SELECTION and TRAINING SESSION

Denote the set of all residues modulo $p$ by ${\mathbb{F}}_p$. Fermat's little theorem implies that the roots of the polynomial $x^{p-1}-1$ are all nonzero elements of ${\mathbb{F}}_p$. Since $x^{p-1}-1=(x^d-1)(x^{d(m-1)}+x^{d(m-2)}+\cdots +x^d+1)$ where $p-1=md$, the polynomial $x^d-1$ divides $x^{p-1}-1$. In this equality the sum of the degrees of the factors equals the number of roots, hence $x^d-1$ has $d$ roots. Denote these roots $a_1,a_2,\dots ,a_d$.

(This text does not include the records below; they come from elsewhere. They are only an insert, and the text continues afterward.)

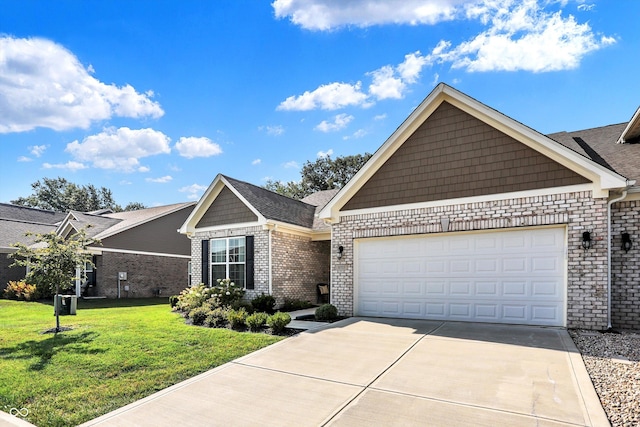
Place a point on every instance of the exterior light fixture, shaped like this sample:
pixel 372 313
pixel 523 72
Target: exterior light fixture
pixel 626 242
pixel 586 240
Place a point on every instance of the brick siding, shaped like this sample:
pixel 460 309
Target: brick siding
pixel 297 262
pixel 625 266
pixel 145 275
pixel 579 211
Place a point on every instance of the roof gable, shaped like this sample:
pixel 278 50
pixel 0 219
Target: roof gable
pixel 455 155
pixel 602 178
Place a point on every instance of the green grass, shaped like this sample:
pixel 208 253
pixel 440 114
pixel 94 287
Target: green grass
pixel 119 351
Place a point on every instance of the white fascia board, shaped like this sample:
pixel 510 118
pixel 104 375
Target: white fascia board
pixel 207 199
pixel 601 176
pixel 228 227
pixel 126 251
pixel 106 233
pixel 475 199
pixel 290 228
pixel 634 123
pixel 395 141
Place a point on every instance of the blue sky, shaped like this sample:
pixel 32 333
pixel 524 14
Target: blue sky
pixel 152 99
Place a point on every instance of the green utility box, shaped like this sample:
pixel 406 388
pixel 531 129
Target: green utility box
pixel 65 304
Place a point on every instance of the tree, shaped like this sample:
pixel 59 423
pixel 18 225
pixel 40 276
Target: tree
pixel 51 260
pixel 58 194
pixel 323 174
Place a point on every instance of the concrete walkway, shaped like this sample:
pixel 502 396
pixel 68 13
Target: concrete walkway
pixel 364 371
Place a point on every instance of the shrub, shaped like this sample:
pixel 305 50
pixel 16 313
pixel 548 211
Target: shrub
pixel 327 312
pixel 193 297
pixel 199 314
pixel 264 303
pixel 217 318
pixel 256 321
pixel 226 293
pixel 237 318
pixel 277 322
pixel 173 301
pixel 21 291
pixel 292 304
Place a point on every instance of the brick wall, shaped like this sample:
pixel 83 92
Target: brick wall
pixel 625 266
pixel 299 264
pixel 145 274
pixel 260 253
pixel 579 211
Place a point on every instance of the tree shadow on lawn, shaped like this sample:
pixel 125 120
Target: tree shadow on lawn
pixel 45 349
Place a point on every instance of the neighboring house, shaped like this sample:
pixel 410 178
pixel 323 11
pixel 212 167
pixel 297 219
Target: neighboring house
pixel 463 214
pixel 143 244
pixel 15 222
pixel 262 241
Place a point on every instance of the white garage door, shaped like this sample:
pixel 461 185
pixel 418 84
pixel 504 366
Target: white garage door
pixel 502 277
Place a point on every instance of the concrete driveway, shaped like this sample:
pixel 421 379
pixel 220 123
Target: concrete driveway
pixel 364 371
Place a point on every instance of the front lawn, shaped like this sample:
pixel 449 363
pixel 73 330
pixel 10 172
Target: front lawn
pixel 119 351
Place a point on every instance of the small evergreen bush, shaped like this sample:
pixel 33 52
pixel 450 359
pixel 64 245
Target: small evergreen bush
pixel 264 303
pixel 326 312
pixel 278 321
pixel 173 301
pixel 217 318
pixel 256 321
pixel 237 318
pixel 292 304
pixel 198 315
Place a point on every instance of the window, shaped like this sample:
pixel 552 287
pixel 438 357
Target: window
pixel 228 260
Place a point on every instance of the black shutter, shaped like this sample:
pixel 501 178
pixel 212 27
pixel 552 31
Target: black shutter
pixel 205 262
pixel 249 284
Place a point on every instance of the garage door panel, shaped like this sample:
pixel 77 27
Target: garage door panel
pixel 445 277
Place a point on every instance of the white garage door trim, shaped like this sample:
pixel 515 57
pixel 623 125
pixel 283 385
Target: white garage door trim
pixel 514 276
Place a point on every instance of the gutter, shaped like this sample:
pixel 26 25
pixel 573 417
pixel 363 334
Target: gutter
pixel 609 204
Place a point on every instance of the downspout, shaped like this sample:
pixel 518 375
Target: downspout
pixel 609 204
pixel 270 264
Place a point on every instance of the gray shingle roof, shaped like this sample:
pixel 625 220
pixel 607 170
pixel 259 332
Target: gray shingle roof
pixel 33 215
pixel 599 144
pixel 275 206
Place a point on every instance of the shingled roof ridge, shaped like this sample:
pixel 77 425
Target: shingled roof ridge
pixel 262 189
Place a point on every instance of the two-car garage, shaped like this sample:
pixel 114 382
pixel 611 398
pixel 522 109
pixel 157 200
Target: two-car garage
pixel 506 276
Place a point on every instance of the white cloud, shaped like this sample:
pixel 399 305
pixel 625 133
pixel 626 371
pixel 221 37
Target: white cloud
pixel 331 14
pixel 272 130
pixel 339 122
pixel 193 191
pixel 522 36
pixel 357 134
pixel 160 180
pixel 331 96
pixel 191 147
pixel 70 165
pixel 37 150
pixel 120 149
pixel 322 154
pixel 45 85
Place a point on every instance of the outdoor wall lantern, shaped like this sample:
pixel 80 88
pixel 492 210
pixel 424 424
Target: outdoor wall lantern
pixel 586 240
pixel 626 242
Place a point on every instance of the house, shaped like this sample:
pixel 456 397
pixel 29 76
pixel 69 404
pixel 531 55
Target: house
pixel 15 222
pixel 139 255
pixel 262 241
pixel 463 214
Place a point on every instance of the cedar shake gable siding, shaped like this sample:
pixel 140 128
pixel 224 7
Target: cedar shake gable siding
pixel 226 209
pixel 454 155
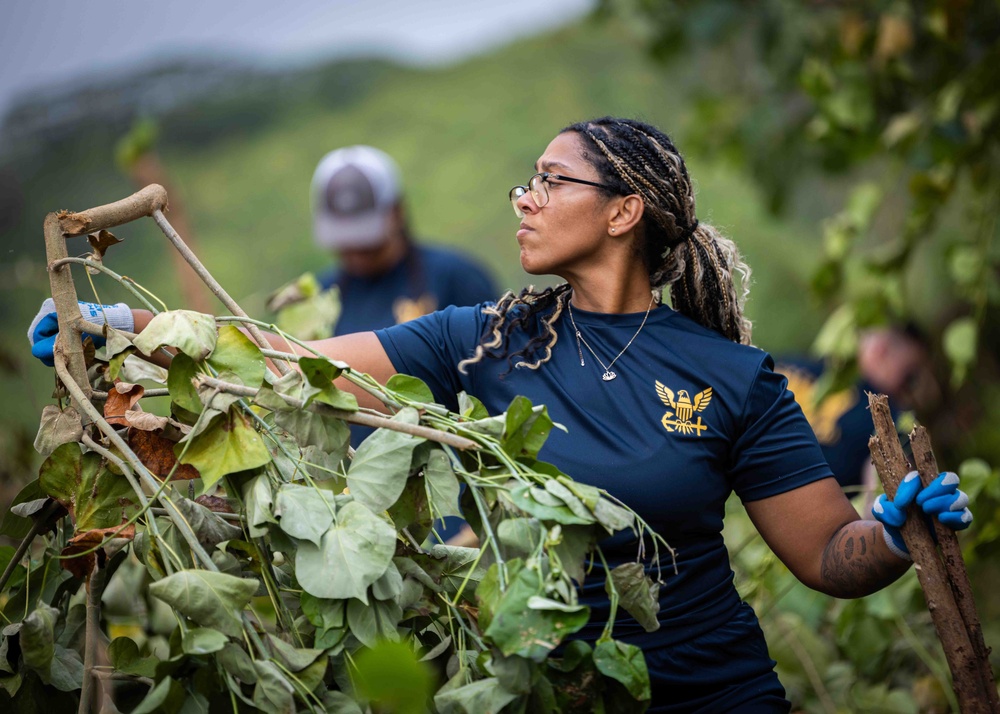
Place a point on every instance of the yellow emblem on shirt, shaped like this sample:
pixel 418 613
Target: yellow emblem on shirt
pixel 684 408
pixel 404 309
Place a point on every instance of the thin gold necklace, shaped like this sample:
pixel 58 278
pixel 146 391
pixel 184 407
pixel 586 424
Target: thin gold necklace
pixel 608 374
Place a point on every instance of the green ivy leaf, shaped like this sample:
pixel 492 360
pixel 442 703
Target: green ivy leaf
pixel 374 622
pixel 320 373
pixel 96 497
pixel 518 629
pixel 378 473
pixel 626 664
pixel 210 599
pixel 483 695
pixel 391 677
pixel 294 660
pixel 441 484
pixel 37 638
pixel 352 555
pixel 639 595
pixel 183 393
pixel 57 427
pixel 304 512
pixel 410 388
pixel 235 353
pixel 229 445
pixel 202 640
pixel 315 428
pixel 273 692
pixel 190 332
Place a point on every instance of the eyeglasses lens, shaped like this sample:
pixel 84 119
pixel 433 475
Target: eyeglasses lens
pixel 539 192
pixel 516 193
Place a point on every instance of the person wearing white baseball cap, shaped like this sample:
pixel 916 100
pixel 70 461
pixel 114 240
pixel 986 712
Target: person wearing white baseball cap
pixel 384 276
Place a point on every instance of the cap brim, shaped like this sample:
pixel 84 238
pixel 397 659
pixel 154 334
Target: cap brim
pixel 367 231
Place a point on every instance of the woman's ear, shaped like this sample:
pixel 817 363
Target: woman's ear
pixel 625 213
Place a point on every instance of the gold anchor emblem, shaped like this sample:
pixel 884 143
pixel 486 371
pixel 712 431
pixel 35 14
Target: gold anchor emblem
pixel 684 408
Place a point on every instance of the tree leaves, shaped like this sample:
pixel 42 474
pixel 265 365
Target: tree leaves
pixel 352 555
pixel 190 332
pixel 378 473
pixel 94 496
pixel 639 595
pixel 210 599
pixel 229 445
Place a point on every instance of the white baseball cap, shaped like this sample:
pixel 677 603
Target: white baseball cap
pixel 354 191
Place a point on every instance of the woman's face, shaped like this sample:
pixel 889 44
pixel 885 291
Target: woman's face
pixel 568 232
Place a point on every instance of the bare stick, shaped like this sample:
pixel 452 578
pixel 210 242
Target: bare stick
pixel 145 476
pixel 954 564
pixel 37 525
pixel 95 587
pixel 425 432
pixel 891 464
pixel 211 282
pixel 139 205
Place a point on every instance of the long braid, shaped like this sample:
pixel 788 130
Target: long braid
pixel 687 256
pixel 519 312
pixel 700 277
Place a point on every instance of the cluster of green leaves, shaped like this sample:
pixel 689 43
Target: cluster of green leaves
pixel 327 572
pixel 905 94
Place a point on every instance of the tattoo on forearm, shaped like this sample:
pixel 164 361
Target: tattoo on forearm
pixel 851 564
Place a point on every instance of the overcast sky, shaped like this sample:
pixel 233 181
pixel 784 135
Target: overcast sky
pixel 45 42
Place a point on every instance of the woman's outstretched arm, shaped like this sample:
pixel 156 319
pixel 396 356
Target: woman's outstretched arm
pixel 816 532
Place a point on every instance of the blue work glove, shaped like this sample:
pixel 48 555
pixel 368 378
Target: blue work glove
pixel 44 328
pixel 941 499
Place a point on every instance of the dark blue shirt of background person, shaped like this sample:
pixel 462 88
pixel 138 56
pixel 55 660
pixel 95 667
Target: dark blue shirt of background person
pixel 383 276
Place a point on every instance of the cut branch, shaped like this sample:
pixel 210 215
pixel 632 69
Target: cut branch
pixel 376 422
pixel 891 464
pixel 958 576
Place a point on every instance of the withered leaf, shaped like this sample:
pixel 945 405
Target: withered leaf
pixel 120 399
pixel 82 565
pixel 157 453
pixel 145 421
pixel 102 240
pixel 217 504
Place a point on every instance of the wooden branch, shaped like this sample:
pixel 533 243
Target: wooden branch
pixel 954 563
pixel 891 464
pixel 95 588
pixel 376 422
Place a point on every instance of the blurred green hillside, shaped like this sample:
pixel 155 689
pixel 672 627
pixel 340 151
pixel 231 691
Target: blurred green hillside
pixel 462 134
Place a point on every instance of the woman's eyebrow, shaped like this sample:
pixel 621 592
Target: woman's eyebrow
pixel 549 166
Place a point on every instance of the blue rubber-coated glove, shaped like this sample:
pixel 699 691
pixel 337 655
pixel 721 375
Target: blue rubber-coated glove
pixel 45 327
pixel 941 499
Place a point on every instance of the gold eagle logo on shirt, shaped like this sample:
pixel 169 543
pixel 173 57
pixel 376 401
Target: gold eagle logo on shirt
pixel 683 409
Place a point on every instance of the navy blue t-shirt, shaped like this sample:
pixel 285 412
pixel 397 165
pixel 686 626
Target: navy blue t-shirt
pixel 690 418
pixel 428 279
pixel 841 422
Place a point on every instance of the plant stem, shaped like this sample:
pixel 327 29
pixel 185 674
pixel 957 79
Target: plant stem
pixel 46 513
pixel 352 417
pixel 148 479
pixel 95 588
pixel 212 283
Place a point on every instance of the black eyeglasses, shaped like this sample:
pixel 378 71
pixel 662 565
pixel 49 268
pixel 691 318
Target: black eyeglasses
pixel 540 192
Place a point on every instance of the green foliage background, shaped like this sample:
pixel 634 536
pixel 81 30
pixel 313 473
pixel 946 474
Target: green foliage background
pixel 463 135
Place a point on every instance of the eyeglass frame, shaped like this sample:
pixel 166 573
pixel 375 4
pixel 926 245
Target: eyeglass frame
pixel 545 177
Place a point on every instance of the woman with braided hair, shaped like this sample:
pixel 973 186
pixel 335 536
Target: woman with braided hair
pixel 667 408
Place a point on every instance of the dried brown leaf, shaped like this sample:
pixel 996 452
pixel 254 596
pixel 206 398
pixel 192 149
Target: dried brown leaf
pixel 82 565
pixel 145 421
pixel 120 399
pixel 217 504
pixel 157 453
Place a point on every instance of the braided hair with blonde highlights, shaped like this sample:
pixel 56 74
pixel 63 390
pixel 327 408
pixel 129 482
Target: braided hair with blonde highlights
pixel 681 253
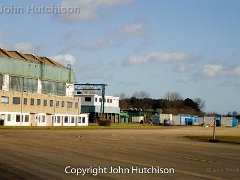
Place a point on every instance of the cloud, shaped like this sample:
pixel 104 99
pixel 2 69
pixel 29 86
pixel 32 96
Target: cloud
pixel 64 59
pixel 115 37
pixel 160 57
pixel 88 8
pixel 220 70
pixel 26 47
pixel 135 28
pixel 184 80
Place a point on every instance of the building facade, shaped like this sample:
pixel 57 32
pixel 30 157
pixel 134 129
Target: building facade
pixel 91 103
pixel 37 91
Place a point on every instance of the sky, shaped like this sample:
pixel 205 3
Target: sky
pixel 190 46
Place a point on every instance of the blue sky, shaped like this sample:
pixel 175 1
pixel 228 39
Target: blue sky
pixel 190 46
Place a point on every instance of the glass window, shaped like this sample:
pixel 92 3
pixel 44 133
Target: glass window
pixel 51 103
pixel 43 118
pixel 38 102
pixel 88 99
pixel 9 117
pixel 83 120
pixel 1 81
pixel 79 120
pixel 22 84
pixel 25 101
pixel 16 100
pixel 72 119
pixel 31 101
pixel 5 100
pixel 55 88
pixel 44 102
pixel 58 119
pixel 66 119
pixel 18 118
pixel 76 104
pixel 69 104
pixel 26 118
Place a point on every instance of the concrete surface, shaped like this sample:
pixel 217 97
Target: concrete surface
pixel 44 154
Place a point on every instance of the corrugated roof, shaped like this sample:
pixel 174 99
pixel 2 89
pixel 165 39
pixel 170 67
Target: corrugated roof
pixel 28 57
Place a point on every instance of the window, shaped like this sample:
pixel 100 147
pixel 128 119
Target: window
pixel 31 101
pixel 76 104
pixel 9 117
pixel 25 101
pixel 43 118
pixel 83 120
pixel 18 118
pixel 44 102
pixel 65 119
pixel 88 99
pixel 58 119
pixel 69 104
pixel 38 102
pixel 16 100
pixel 79 120
pixel 51 103
pixel 1 81
pixel 5 100
pixel 26 118
pixel 72 119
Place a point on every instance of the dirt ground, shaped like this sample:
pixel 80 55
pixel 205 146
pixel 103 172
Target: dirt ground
pixel 60 154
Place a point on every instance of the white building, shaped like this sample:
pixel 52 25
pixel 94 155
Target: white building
pixel 91 103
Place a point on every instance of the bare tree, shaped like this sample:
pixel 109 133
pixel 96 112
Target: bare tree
pixel 141 95
pixel 173 96
pixel 200 102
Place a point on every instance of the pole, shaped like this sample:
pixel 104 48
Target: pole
pixel 214 127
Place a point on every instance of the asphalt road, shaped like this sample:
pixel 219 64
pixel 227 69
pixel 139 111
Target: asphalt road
pixel 45 154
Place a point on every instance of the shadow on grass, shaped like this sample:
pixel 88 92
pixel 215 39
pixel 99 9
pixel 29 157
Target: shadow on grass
pixel 218 139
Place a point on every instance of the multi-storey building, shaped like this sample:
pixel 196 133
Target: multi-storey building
pixel 91 103
pixel 37 91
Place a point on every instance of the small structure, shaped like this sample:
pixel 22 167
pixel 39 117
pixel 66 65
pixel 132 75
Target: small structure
pixel 92 104
pixel 162 119
pixel 124 117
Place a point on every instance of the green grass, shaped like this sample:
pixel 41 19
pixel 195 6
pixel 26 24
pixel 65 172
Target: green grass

Consider all polynomials of the form $x^d-C$. If such polynomial has a root $b$ then it has $d$ roots $a_{1}b,a_{2}b,\dots ,a_{d}b$ and cannot have more roots than its degree, so it has exactly $d$ roots. On the other hand, each $b\in {\mathbb{F}}_p\setminus \{0\}$ is a root of such polynomial, namely $x^d-b^d$. Therefore ${\mathbb{F}}_p\setminus \{0\}$ is the disjoint union of $m$ sets, consisting of $d$ roots of some polynomial $x^d-C$. Such partition satisfies the problem condition since by Vieta's theorem the sum of the roots and the sum of the pairwise products of the roots of $x^d-C$ are congruent to zero modulo $p$, whence the sum of their squares is likewise congruent to zero.